そうすれば自分が頼んだとは思われないから……と」

何て事を言うんだろう。

私は慌てて言い返した。

「わた、私はそんなこと言ってないっ!」
「うん。リアがそんなこと言うわけないよね」
カインの言葉に神父様は顔を歪めた。

「ほう?それは何故です?」
「リアは僕を愛している。他の男に目移りするはずないからね」
「大した自信ですね」
「確かに感じやすい身体だから快楽には落ちやすいけど……でも、リアは色情狂じゃない。
そんなリアが僕以外の男に犯してくれなんて頼むわけないでしょ?」
自信たっぷりに言うカインに神父様は天を仰ぎ、大きくため息を吐いた。

「……長いつきあいの私よりもリアを信じるとおっしゃるのですか?」
「この状態を見ればあなたの言葉を信じる方がおかしいよ。
それに、僕の目にはお見通し。女好きの神父様。いや、人の女を寝取るのが趣味だっけ?
本当、良い趣味してるよね。僕はそれのどこがいいのか分からないけどさ」
「おやおや、さすがにそこまでばれてましたか」
「当然でしょ?僕は馬鹿じゃない。あなたが注文する薬を見ていれば分かる。
少なくとも聖人君主とは言えないよね。おそらくリアには媚薬を使ったんでしょう?
部屋に少しだけ残り香がある。これはどんな女性にも抗うことが出来ない薬だからね」
「ご名答」
ぱんぱんと神父様が感心をしたように手を叩いた。
それをより冷めた目でカインは見つめる。

「まったく。酷いことをしてくれるよね。
僕がどれだけリアを大切にしてるか分かっていながら……」
カインはベッドの側に来ると手枷を解き、私を抱き寄せた。

「これは契約違反だよ?」
「違いますよ。あなたに渡すまで手を出さない……というのが本当の契約だったはずです」
「あなたらしい言い訳だね。でも聡明な神父様なら普通、
他人の妻に手を出さないと思うんだけど?」
「魅力的な女性ならば誰であろうと他の男性の味を教えて差し上げたくてね。
幸せは皆平等に与えるものだと我が神もおっしゃっておられますし」
ローブから覗くカインの柳眉がぴくりとあがった。

「へぇ。

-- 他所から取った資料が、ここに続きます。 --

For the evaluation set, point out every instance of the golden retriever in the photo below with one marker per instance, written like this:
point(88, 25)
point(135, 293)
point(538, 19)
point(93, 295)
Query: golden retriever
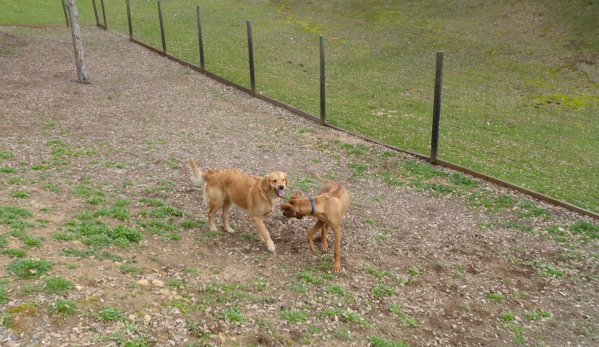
point(328, 208)
point(258, 196)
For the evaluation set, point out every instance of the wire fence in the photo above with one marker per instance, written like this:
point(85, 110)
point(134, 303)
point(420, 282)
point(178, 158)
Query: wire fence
point(100, 11)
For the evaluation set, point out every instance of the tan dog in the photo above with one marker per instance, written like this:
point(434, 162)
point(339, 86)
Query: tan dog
point(256, 195)
point(328, 207)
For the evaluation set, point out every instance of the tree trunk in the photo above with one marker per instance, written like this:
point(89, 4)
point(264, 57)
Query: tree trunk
point(74, 16)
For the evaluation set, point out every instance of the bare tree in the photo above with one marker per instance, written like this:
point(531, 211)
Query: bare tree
point(74, 17)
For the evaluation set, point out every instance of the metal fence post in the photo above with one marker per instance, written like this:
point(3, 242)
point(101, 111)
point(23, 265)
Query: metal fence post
point(437, 108)
point(161, 28)
point(201, 41)
point(66, 16)
point(322, 83)
point(251, 57)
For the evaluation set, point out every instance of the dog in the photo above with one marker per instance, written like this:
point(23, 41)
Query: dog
point(258, 196)
point(328, 208)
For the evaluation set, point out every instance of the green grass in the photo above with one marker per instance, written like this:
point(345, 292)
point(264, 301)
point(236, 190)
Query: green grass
point(111, 314)
point(96, 233)
point(376, 341)
point(515, 105)
point(29, 268)
point(63, 307)
point(495, 297)
point(233, 314)
point(3, 294)
point(293, 316)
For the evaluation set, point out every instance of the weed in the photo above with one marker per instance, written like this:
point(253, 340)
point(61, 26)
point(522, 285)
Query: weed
point(508, 317)
point(376, 341)
point(191, 224)
point(3, 294)
point(305, 183)
point(537, 314)
point(379, 274)
point(314, 330)
point(151, 202)
point(130, 269)
point(414, 271)
point(299, 287)
point(381, 289)
point(29, 268)
point(14, 253)
point(232, 314)
point(516, 225)
point(213, 234)
point(587, 231)
point(31, 241)
point(63, 307)
point(57, 285)
point(336, 289)
point(15, 180)
point(111, 314)
point(495, 297)
point(18, 194)
point(5, 169)
point(547, 270)
point(342, 333)
point(166, 211)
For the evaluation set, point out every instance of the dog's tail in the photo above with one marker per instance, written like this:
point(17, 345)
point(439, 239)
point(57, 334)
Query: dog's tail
point(196, 173)
point(319, 178)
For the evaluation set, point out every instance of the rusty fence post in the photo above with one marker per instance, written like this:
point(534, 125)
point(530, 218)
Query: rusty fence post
point(437, 108)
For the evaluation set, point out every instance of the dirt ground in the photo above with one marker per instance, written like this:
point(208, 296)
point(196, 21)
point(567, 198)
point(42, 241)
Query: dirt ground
point(419, 266)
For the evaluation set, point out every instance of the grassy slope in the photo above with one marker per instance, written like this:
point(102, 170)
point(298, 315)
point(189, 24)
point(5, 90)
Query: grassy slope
point(520, 79)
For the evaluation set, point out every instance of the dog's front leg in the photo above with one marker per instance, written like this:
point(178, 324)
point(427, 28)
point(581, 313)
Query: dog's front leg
point(317, 226)
point(324, 245)
point(263, 233)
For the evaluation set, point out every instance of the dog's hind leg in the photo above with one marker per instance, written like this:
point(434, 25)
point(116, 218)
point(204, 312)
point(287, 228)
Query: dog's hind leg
point(317, 226)
point(212, 214)
point(226, 212)
point(324, 244)
point(263, 233)
point(337, 263)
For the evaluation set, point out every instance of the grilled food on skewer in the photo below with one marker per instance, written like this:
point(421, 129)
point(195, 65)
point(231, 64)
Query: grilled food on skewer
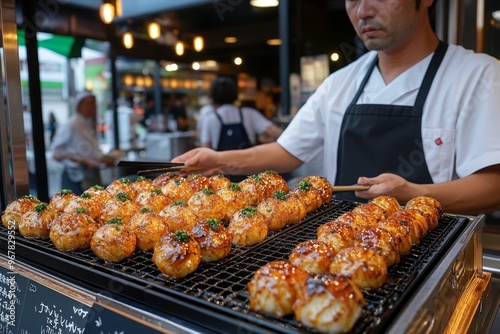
point(207, 204)
point(179, 216)
point(154, 199)
point(72, 232)
point(121, 206)
point(213, 238)
point(148, 227)
point(273, 287)
point(329, 304)
point(177, 254)
point(60, 199)
point(275, 211)
point(364, 266)
point(36, 222)
point(388, 203)
point(312, 256)
point(337, 234)
point(247, 227)
point(113, 241)
point(13, 213)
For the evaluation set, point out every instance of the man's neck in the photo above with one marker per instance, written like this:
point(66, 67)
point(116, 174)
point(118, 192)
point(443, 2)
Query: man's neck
point(394, 62)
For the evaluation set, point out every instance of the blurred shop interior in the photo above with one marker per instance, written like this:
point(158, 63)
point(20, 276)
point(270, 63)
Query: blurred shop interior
point(174, 49)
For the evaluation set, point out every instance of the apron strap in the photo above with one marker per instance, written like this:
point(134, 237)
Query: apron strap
point(431, 73)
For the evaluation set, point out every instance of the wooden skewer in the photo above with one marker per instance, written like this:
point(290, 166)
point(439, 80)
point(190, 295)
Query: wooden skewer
point(349, 188)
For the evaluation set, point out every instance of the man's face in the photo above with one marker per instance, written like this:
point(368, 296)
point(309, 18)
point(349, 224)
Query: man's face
point(385, 25)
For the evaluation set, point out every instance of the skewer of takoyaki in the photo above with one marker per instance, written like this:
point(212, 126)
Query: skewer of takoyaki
point(177, 254)
point(72, 232)
point(13, 213)
point(148, 227)
point(121, 206)
point(213, 238)
point(179, 216)
point(328, 303)
point(247, 227)
point(364, 266)
point(207, 204)
point(113, 241)
point(313, 256)
point(273, 287)
point(36, 222)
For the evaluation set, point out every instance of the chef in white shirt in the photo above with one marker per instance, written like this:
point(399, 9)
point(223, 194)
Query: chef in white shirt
point(413, 116)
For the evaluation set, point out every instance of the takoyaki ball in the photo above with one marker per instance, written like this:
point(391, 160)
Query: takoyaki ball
point(417, 222)
point(429, 207)
point(323, 185)
point(198, 182)
point(357, 220)
point(177, 189)
point(218, 182)
point(253, 188)
point(400, 230)
point(86, 200)
point(207, 204)
point(313, 256)
point(142, 184)
point(99, 195)
point(371, 209)
point(337, 234)
point(154, 199)
point(247, 227)
point(177, 254)
point(60, 199)
point(72, 232)
point(308, 195)
point(272, 182)
point(148, 227)
point(388, 203)
point(234, 198)
point(296, 209)
point(13, 213)
point(382, 241)
point(121, 206)
point(36, 222)
point(364, 266)
point(113, 241)
point(163, 179)
point(122, 185)
point(329, 304)
point(179, 216)
point(273, 288)
point(275, 211)
point(213, 238)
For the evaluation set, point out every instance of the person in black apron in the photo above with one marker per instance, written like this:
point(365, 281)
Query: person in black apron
point(391, 128)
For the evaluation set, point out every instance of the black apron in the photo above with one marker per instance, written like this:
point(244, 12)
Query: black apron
point(376, 138)
point(232, 136)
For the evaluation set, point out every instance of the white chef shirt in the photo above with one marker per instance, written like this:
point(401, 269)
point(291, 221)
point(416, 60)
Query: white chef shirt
point(254, 122)
point(460, 124)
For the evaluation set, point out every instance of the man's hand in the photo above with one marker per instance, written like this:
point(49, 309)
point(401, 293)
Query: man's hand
point(386, 184)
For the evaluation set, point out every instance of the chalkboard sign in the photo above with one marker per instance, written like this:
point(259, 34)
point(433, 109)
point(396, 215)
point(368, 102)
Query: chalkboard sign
point(29, 307)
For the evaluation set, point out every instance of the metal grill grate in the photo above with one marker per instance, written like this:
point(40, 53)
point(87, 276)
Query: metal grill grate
point(222, 285)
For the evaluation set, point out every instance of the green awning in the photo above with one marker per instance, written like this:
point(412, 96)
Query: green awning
point(67, 46)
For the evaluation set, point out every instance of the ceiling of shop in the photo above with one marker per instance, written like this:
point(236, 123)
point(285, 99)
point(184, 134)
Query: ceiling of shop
point(316, 26)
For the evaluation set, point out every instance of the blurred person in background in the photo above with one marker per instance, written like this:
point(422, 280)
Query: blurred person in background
point(76, 146)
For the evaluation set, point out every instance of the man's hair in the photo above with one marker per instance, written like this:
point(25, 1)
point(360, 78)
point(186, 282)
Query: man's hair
point(224, 91)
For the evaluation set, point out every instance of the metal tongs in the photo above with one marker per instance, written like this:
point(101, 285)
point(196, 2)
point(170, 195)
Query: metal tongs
point(158, 167)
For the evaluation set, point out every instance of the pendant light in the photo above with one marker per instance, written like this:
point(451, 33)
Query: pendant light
point(198, 43)
point(154, 30)
point(128, 40)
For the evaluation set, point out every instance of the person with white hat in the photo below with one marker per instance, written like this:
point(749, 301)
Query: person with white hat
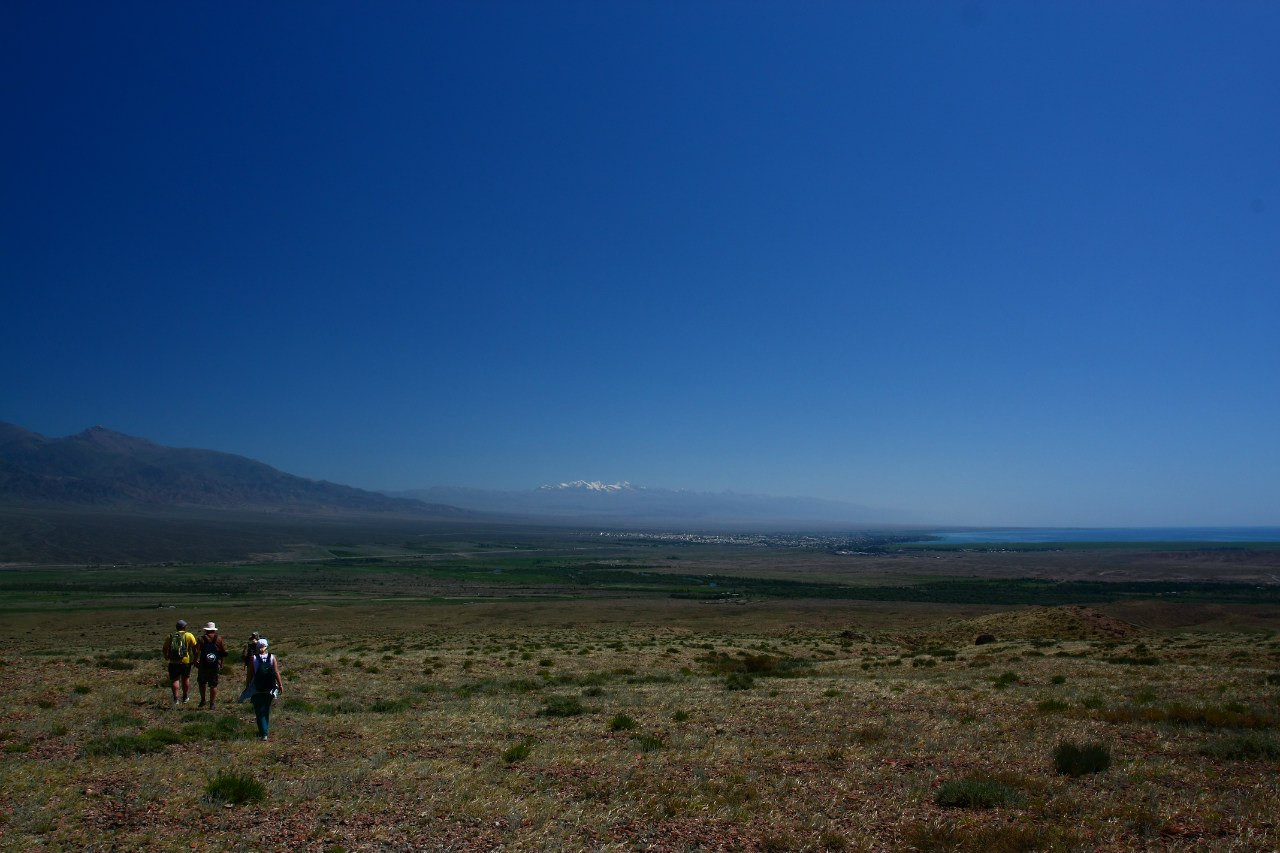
point(210, 651)
point(261, 685)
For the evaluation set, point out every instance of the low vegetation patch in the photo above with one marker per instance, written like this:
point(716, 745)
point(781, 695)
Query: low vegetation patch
point(156, 739)
point(1079, 760)
point(234, 788)
point(978, 792)
point(622, 723)
point(562, 706)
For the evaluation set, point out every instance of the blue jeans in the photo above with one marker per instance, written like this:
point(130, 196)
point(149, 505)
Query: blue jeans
point(263, 711)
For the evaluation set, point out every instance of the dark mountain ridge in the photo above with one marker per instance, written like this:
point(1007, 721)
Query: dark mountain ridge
point(627, 505)
point(101, 468)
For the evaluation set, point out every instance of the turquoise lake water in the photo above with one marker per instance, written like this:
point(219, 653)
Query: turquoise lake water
point(1034, 536)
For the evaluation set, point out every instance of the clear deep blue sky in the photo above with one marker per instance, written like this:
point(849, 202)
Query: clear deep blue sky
point(978, 263)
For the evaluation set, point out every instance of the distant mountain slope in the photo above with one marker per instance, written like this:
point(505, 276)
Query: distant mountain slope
point(100, 468)
point(631, 505)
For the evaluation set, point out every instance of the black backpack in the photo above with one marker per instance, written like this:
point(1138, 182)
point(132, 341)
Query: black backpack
point(209, 656)
point(264, 674)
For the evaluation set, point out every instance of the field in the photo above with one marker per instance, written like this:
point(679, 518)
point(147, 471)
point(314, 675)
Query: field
point(545, 692)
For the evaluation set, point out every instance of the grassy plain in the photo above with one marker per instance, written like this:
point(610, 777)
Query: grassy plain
point(558, 692)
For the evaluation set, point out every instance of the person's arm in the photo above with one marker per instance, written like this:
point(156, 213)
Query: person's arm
point(275, 666)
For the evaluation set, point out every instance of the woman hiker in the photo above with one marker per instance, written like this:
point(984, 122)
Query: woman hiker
point(261, 685)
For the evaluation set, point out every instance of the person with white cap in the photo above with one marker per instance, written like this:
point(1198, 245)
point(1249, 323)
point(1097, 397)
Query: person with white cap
point(261, 685)
point(178, 649)
point(210, 651)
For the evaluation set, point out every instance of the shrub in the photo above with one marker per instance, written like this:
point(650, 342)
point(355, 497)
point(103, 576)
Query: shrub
point(234, 788)
point(648, 743)
point(562, 706)
point(622, 723)
point(389, 706)
point(1004, 680)
point(978, 792)
point(1077, 760)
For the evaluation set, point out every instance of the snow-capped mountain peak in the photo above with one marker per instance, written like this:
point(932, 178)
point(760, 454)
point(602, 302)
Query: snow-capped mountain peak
point(588, 486)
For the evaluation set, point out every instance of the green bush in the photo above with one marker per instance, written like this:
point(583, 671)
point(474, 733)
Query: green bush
point(562, 706)
point(1078, 760)
point(648, 743)
point(977, 792)
point(622, 723)
point(389, 706)
point(234, 788)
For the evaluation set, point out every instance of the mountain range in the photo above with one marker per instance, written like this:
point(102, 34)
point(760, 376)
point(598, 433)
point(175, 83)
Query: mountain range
point(100, 468)
point(103, 469)
point(629, 505)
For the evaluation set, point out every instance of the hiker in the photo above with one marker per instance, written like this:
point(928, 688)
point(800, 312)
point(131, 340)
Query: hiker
point(210, 652)
point(250, 648)
point(261, 685)
point(178, 648)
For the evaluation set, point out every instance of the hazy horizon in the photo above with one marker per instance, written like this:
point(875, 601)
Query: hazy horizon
point(978, 263)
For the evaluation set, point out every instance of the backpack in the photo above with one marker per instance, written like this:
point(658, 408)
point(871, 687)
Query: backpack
point(178, 646)
point(264, 674)
point(209, 656)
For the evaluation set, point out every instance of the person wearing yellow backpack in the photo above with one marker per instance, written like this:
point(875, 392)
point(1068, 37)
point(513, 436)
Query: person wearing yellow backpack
point(178, 651)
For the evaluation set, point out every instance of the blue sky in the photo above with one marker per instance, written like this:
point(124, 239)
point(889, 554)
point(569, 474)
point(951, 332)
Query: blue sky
point(976, 263)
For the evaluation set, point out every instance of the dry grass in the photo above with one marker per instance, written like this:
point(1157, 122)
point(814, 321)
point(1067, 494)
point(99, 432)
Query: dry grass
point(428, 728)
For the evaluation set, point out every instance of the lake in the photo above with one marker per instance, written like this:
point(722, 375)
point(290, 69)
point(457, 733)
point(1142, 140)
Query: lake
point(1031, 536)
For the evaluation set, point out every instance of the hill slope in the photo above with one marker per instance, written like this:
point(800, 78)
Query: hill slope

さすがは神父様だ。良いように解釈して、望んでいない人にも強引に与えてるんだから。
まあ、他の女に手を出すのはかまわなけどさ、二度とリアには手を出さないでくれる?」
「それは約束しかねますね」
神父様の返事にカインは一層目を細めた。

「彼女の身体はまるで麻薬のようです。忘れられるはずがない。それに……」
「それに?」
「彼女が私を忘れられるとも思えませんがね。あれほど乱れたのですから」
「自信過剰も程度が過ぎると嫌われるよ」
カインがぴしゃりとはねのけと神父様はわずかばかり動揺が見た。
しかし、すぐに元の表情に戻る。

「私もその言葉を返して差し上げます。まあいいでしょう。今日はこれで失礼しますよ。
また、仕事の依頼にくるかもしれませんが……リア」
「え?」
名前を呼ばれて顔をあげた。

「私が忘れられなければいつでも教会に戻ってきなさい。
いつでも戻れるようにしておきますから」
神父様はそう言い、帰って行った。